It’s all about the airflow!
Rabbit ECU controls the fuel flow into your engine by way of first calculating the air mass flow through the intake ports.
Dividing this air mass flow rate by the target AFR gives the desired fuel flow rate. This is in turn divided by engine speed and injector flow rate to give a required fuel injection pulse width.
There are two main methods of calculating the air mass flow rate, the so called speed density method, and the direct measurement method.
Using the speed density method, a tuned volumetric efficiency (VE) map is used along with the engine speed, a load signal and air temperature to estimate the air mass flow.
If engines were perfect, a 2 liter engine would breathe exactly 2 liters of air at wide open throttle each engine cycle. But this isn’t the case of course – pressure drops and turbulence mean that generally less air than the ideal amount will flow. The VE is the measured flow rate divided by the ideal flow rate and is usually in the range of 75-90%.
In speed density mode, the Rabbit ECU uses a manifold absolute pressure (MAP) sensor as a load signal. You should use 1 bar MAP sensor for NA applications, and a 2+ bar MAP sensor on turbo engines.
The MAP sensor signal, along with the RPM signal, are used to index the tuned VE map so that a precise VE can be known at any load point.
The VE map above is tuned so that the AFR measured at the exhaust is roughly equal to the AFR in the target table.
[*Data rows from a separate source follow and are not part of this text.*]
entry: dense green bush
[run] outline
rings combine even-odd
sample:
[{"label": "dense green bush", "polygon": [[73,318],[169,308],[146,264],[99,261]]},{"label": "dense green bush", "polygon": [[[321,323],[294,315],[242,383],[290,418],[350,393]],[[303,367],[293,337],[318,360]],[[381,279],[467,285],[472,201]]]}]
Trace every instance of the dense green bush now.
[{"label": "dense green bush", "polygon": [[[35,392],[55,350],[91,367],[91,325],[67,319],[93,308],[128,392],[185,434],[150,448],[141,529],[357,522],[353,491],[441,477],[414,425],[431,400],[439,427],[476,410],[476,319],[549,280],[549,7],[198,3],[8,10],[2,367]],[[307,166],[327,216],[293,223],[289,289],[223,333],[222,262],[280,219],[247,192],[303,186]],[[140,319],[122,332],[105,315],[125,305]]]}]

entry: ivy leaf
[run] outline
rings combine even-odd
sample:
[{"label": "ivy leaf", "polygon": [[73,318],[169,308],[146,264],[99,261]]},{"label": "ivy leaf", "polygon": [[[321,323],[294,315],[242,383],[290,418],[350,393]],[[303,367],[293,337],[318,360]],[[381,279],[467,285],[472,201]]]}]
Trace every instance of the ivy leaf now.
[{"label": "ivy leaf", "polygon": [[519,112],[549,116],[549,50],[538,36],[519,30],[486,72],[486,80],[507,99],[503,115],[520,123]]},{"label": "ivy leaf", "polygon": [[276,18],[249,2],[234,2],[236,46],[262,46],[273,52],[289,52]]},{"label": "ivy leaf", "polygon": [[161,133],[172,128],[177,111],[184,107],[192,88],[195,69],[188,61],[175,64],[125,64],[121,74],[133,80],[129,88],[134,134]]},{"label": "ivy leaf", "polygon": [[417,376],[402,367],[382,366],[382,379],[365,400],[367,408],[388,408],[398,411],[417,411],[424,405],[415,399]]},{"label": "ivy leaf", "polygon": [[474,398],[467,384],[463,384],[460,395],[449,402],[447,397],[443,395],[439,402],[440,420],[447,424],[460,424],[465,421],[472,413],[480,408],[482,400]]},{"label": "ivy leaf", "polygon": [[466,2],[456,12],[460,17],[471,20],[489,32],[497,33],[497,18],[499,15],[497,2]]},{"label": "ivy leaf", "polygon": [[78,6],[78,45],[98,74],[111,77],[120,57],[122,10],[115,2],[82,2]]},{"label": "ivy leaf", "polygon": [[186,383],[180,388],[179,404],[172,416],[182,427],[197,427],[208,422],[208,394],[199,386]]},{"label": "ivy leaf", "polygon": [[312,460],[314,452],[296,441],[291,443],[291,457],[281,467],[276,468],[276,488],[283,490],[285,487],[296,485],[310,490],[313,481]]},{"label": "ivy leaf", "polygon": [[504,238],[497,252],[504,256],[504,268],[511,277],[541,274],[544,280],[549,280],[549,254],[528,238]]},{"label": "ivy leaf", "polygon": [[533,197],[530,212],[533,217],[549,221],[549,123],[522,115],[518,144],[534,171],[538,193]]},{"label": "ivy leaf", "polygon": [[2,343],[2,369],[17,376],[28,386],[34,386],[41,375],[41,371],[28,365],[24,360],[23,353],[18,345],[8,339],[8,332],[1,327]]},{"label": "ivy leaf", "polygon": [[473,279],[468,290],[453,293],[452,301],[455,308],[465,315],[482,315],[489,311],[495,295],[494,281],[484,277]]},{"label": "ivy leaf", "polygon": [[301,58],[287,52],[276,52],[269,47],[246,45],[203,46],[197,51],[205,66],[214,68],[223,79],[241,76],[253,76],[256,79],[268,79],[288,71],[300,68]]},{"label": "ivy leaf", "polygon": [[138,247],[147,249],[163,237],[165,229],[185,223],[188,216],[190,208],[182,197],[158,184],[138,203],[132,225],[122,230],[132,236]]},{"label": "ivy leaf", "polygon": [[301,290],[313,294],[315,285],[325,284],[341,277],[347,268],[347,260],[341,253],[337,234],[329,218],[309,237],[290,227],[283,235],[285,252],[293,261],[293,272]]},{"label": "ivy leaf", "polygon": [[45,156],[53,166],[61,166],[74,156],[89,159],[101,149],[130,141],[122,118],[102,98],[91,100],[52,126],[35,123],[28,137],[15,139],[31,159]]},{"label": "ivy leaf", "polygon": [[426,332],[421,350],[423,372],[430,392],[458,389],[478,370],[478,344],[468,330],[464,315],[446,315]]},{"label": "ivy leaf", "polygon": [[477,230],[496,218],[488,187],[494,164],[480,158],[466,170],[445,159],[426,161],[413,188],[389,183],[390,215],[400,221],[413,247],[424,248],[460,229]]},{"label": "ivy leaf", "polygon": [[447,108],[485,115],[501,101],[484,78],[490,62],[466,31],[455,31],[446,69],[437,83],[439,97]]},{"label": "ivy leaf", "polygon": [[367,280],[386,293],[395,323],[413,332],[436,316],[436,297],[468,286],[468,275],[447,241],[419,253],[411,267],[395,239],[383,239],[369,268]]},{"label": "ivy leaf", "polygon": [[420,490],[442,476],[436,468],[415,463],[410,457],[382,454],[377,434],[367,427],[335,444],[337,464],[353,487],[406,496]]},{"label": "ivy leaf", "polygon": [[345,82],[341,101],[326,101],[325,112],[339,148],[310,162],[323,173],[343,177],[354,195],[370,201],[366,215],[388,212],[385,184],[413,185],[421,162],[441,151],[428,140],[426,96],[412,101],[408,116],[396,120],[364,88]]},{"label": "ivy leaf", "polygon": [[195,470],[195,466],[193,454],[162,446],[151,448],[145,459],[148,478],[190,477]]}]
An accurately tuned VE map is the basis for accurate fuel flow calculations.
One advantage of a MAP sensor speed density system is that boost is directly measured and can be controlled and limited. Also, MAP sensor systems can cope a lot better with air leaks and the MAP sensor itself is very robust compared to the AMM/AFM.
Another way of knowing the mass air flow rate is to measure it directly with an Air Mass Meter (AMM/MAF) or Air Flow Meter (AFM).
AMMs are the most common and easy to use flow meter because they give a direct mass flow rate. The older style AFM gives a volume flow rate measurement that must be adjusted for temperature to give a mass flow rate.
AFM/AMMs used by the Rabbit ECU can be either 5V analog or digital type. The analog type usually has a voltage output that rises with more airflow. Similarly, the digital type has a frequency output that rises with more airflow. Analog signals can be wired to ANALOG1-8 and a digital signal can be wired to the CAM+ signal.
The relationship between signal and mass flow rate must be programmed into the AFM Transfer Function table of the Rabbit ECU.
One big advantage of using direct measurement of airflow is that it can cope with changes to VE that come about in variable cam engines. It is very difficult to adjust for changes in VE as the cam advances and retards in a MAP sensor only system. Also there is little need to re-tune after an exhaust or intake change that almost certainly affects the VE.
Rabbit ECU Settings
There are a few settings that control how the Rabbit ECU calculates air mass rate.
- Speed Density AFM TPS Limit – it is possible to run speed density at low throttle and AFM at high throttle. This setting controls the change-over TPS point
- AFM Primary Input Enable Open – setting this value to 1 enables direct measurement (Air Flow Meter) mode at open throttle
- AFM Primary Input Enable Closed – setting this value to 1 enables direct measurement (Air Flow Meter) mode at closed throttle
The other settings are all described in the Rabbit ECU User Guide.
Rabbit ECU can work in either Speed Density or Direct Measurement of airflow mode. It can also be programmed to work with a mix of both depending on throttle position.